After one has been programming for several years and has messed around with enough languages, you start to notice that you like some languages better than others (and feel the need to tell the world this). This type of feeling is completely subjective and usually based on experiences with the different languages, and is quite different from programmer to programmer. I've met programmers who refuse to use any language that is interpreted or run inside a VM, at the same time I've met programmers who refuse to use any language that doesn't use garbage collection - for completely different reasons (if you must know, the first ones hated wasting the users' time/resources, the second ones hated wasting their own time/resources).

I'll share my story with you. I like to program in Ruby - in case you haven't noticed at this point. However, I also still like to program in C++. Anybody who has seen both of these languages (or have even met people who are fans of either language) can be completely boggled as to why, myself included. They are so completely different that it is almost surprising to say they are both imperative languages (you can get more different by going into functional languages like FORTH, but we won't go there right now).

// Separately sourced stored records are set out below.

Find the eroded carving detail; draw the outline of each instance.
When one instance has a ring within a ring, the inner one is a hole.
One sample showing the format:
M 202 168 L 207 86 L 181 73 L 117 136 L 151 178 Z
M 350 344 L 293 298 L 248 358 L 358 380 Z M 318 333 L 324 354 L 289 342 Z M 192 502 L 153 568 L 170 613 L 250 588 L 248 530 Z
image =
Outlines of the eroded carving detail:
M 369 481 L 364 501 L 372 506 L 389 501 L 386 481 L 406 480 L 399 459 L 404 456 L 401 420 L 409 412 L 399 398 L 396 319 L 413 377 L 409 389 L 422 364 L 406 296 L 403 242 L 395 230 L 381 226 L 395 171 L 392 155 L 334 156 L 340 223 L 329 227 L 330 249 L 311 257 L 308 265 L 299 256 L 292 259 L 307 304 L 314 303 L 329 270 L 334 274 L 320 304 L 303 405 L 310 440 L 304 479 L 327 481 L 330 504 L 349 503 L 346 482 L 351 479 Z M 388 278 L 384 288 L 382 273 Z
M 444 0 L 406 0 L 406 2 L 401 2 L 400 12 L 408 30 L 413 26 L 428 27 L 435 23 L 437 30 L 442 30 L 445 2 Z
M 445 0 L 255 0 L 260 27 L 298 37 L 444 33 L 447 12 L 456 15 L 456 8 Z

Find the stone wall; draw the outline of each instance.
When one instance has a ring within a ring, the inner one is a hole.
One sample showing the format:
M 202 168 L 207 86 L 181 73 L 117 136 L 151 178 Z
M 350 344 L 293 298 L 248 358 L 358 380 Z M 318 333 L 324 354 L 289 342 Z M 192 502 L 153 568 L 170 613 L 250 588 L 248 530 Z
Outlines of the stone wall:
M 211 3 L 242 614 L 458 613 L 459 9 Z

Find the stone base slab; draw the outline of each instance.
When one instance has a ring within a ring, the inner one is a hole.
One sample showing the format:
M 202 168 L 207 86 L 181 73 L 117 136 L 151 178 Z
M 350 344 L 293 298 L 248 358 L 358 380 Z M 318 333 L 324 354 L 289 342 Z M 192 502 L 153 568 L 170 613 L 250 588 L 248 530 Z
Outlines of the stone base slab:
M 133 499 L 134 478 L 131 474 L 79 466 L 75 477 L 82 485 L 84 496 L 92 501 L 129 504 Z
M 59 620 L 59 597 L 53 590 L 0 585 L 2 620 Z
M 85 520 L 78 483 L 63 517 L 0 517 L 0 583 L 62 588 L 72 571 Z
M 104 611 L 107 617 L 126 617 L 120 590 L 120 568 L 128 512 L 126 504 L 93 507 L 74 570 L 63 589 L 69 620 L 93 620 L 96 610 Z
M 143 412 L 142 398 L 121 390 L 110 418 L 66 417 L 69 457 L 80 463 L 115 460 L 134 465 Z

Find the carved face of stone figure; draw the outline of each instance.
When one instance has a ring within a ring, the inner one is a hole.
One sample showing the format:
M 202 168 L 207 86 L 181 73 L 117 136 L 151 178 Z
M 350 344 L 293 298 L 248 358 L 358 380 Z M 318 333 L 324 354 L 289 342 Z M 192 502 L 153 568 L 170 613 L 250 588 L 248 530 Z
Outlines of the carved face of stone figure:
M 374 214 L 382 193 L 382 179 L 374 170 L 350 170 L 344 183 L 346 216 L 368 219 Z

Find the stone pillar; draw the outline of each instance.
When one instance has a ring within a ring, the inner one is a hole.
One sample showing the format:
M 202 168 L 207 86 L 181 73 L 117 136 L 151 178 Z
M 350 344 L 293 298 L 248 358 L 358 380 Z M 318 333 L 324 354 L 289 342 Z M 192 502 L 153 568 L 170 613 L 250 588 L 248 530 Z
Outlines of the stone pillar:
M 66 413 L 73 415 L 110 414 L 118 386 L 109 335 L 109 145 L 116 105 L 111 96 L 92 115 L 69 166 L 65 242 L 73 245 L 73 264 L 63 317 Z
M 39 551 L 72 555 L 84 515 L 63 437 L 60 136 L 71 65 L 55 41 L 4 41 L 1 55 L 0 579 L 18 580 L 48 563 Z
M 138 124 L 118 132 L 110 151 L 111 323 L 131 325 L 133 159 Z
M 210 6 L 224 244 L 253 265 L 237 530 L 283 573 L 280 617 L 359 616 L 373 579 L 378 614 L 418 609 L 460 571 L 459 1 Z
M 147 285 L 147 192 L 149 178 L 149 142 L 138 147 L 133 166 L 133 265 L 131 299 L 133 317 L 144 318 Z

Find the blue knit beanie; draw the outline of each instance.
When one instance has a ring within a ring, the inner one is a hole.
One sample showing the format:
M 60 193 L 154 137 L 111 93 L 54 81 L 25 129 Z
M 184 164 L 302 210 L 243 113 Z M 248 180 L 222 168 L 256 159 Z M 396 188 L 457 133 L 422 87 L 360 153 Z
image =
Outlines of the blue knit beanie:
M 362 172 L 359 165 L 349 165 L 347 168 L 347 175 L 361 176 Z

However I've realized there are three things that I like about coding - freedom, elegance, and speed. It's really difficult to find a language where you can have all three of these while still having the available libraries for me to make games or web apps in (the only apps that I really like to program it seems). Freedom is present in both C++ and Ruby - it is the idea that there are many ways to solve a given problem. This is what really turned me off Java1 and to a lesser extent, Python2; and makes me pick C++ over C.
It is the other two that these two languages are at odds with. You don't really get faster than C++ - unless you're a whiz with assembly, which I am not. C might be faster, but I loves me the STL and the Boost. With C++ you have access to OO solutions and the security of a rigid type system (although I have to say I was amazed by the wonderful combination of flexibility and security in Haskell's type system). It seems like if I can write code that is really fast, not too much else matters - for example I ditched the std::complex class in favour of three doubles for my fractals implementation, it was a speed increase of like 10x which basically made it go from taking several seconds per frame to pretty much real-time. It's probably because g++ decided to put those doubles as floating point registers or something, where the complex objects were just being stored in RAM. I could probably find out for sure by doing an ASM dump of the code, but it's late and I'm going to sleep soon. Maybe I'll post on it some other time. Anyway, it finally occurred to me to upload this (a few months late), so take a look:


ASIDE: After watching this video I realized that this has been converted from screen capture to Ogg/Vorbis to AVI to FLV - if you want the code to watch it yourself, you can grab it here. It requires SDL and a C++ compiler.

At the same time though, Ruby is expressive. I can say what I want to say easily (more so than with pretty much every other language I've used - maybe I still have my head in the box and need to branch out more) and elegantly. It is the aesthetics of the language which appeals to me at a higher level. One thing that annoyed me when using Python was when I wanted to do string processing - Ruby's regex handling is amazing, especially when coupled with the OO aspect. And long method chains seem to have a much nicer flow to them than something like foo1(foo2(foo3(x))), so long as you don't have too many blocks thrown in. And finally, the fact that EVERYTHING is an object, and EVERYTHING works like an object (sorry Python, you're nice and all but things like len(str) annoyed me from this perspective), and finally EVERYTHING is modifiable. While Ruby's monkey-patching can be a royal pain in the ass even when used by people who know what they are doing, it is basically the language designer's way of saying, "I don't know everything. Have at 'er." I respect that a lot and think that it is a great way to make the language evolve.

So, what is it that you like?

1Note that I am not saying Java is bad - I know plenty of good programmers who I respect that love Java (and/or Python for that matter). I'm just saying that its way of doing things are not really the way I like doing things, I find myself fighting it more often than not.
2I actually kinda like Python. I respect it because it does what it wants to do really well - basically saying there is one way to do something, and not getting in your way while you do it. A thing that I love and hate about Python is that it removes the need for the thought, "I can think of multiple, equally good ways of doing this, but which is the most elegant?" With Python you just do whatever works. It bugs me and relieves me at the same time because sometimes I can think of a solution that is more "elegant", but not really any better (and possibly worse).